# Ice Fishing at Night



## Dirtbag08 (Apr 30, 2013)

Just curious to see if many people ice fish (particularly Strawberry) at night and what kind of success is common compared to the day? I have never night fishing before and am curious about it. Thanks


----------



## 3arabians (Dec 9, 2014)

A buddy of mine ONLY ice fishes at night. He swears by it. Strawberry, Scofield wherever. He always reports good if not excellent fishing.
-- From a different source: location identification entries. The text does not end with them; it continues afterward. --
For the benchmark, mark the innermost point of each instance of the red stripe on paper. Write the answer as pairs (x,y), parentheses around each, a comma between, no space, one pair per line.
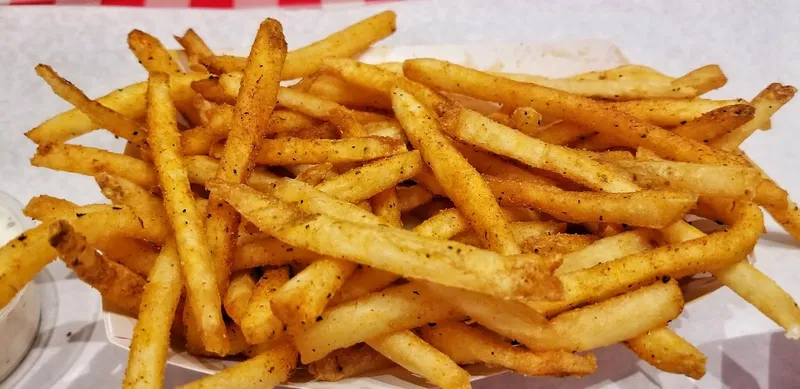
(299,3)
(211,4)
(124,3)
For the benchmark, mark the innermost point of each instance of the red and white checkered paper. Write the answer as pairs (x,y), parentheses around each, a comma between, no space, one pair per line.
(224,4)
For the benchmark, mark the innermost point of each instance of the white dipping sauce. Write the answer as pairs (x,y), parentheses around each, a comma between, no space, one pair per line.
(19,320)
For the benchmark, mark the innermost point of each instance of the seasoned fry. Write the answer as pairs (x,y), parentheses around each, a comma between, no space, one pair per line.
(196,262)
(237,295)
(715,123)
(105,117)
(463,184)
(345,43)
(115,282)
(418,357)
(768,101)
(296,151)
(150,343)
(707,180)
(260,325)
(391,310)
(349,362)
(613,320)
(668,352)
(653,209)
(266,370)
(259,89)
(467,345)
(369,180)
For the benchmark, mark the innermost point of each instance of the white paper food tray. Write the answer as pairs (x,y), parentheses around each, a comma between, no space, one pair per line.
(552,59)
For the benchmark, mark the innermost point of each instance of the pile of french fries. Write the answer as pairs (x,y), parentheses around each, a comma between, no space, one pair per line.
(364,217)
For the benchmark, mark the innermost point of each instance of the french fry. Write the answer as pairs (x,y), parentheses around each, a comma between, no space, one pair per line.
(701,80)
(336,90)
(654,209)
(128,101)
(410,197)
(527,120)
(345,43)
(259,89)
(613,320)
(268,252)
(156,59)
(768,101)
(705,253)
(195,48)
(707,180)
(260,325)
(464,185)
(134,254)
(415,355)
(266,370)
(115,282)
(391,310)
(469,345)
(196,262)
(556,243)
(91,161)
(296,151)
(668,352)
(404,255)
(237,296)
(633,72)
(105,117)
(715,123)
(349,362)
(370,179)
(610,89)
(150,343)
(607,249)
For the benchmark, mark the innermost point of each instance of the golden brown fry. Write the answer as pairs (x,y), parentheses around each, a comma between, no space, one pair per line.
(415,355)
(116,283)
(368,180)
(707,180)
(381,313)
(129,102)
(701,80)
(338,91)
(259,90)
(23,257)
(654,209)
(461,181)
(196,262)
(195,48)
(717,122)
(557,243)
(668,352)
(468,345)
(91,161)
(307,60)
(150,343)
(607,249)
(266,370)
(613,320)
(296,151)
(105,117)
(705,253)
(349,362)
(768,101)
(268,252)
(260,325)
(237,296)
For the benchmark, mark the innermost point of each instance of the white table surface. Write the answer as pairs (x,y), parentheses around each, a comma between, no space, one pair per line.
(754,43)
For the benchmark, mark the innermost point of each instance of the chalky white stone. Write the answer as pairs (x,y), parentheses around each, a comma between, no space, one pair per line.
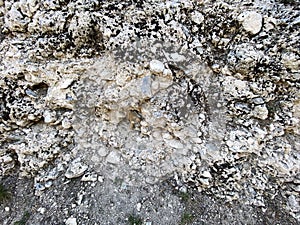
(71,221)
(76,169)
(251,21)
(157,66)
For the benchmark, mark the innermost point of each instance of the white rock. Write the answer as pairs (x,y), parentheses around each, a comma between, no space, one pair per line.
(76,169)
(261,112)
(49,117)
(157,66)
(174,143)
(89,177)
(71,221)
(251,21)
(138,206)
(206,174)
(41,210)
(113,157)
(197,17)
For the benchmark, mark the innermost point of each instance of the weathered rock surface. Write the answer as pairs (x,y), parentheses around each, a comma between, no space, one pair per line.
(202,92)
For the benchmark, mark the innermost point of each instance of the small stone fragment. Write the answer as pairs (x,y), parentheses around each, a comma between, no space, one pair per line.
(251,21)
(157,66)
(76,169)
(197,17)
(138,206)
(261,112)
(71,221)
(113,157)
(89,177)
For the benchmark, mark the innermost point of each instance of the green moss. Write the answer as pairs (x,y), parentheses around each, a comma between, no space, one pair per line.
(24,219)
(186,218)
(4,194)
(134,220)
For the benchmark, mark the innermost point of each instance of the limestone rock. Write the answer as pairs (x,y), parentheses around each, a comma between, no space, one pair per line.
(251,21)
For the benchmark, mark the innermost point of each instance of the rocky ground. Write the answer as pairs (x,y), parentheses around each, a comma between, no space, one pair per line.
(149,112)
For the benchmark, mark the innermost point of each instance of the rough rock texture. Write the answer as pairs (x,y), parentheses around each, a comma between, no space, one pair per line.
(113,98)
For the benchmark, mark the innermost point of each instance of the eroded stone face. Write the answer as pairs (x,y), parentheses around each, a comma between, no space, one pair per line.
(154,122)
(205,92)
Him and his son usually get there around 1130 pm and quit around 730 or 8 in the morning.


----------



## Cazador (Sep 4, 2014)

Here is another thread by a friend of mine that night fished Strawberry a week or so ago.

http://utahwildlife.net/forum/7-fishing-trip-reports/109769-strawberry-1-31-a.html


----------



## MuscleWhitefish (Jan 13, 2015)

Trout do feed at night, especially big brown trout. 

Mouse patterns on the river work really well at night.

I have never ice fished for anything other than Burbs at night. 

I imagine using a glow rattle spoon above a rat finke or little tough guy tipped with waxy would produce some nice cuts/bows through the ice at night at strawberry.


----------



## delement87 (Sep 18, 2012)

ice fished the berry friday night 10pm to 5am. caught 17 nice cutts.. its cold and it works.


----------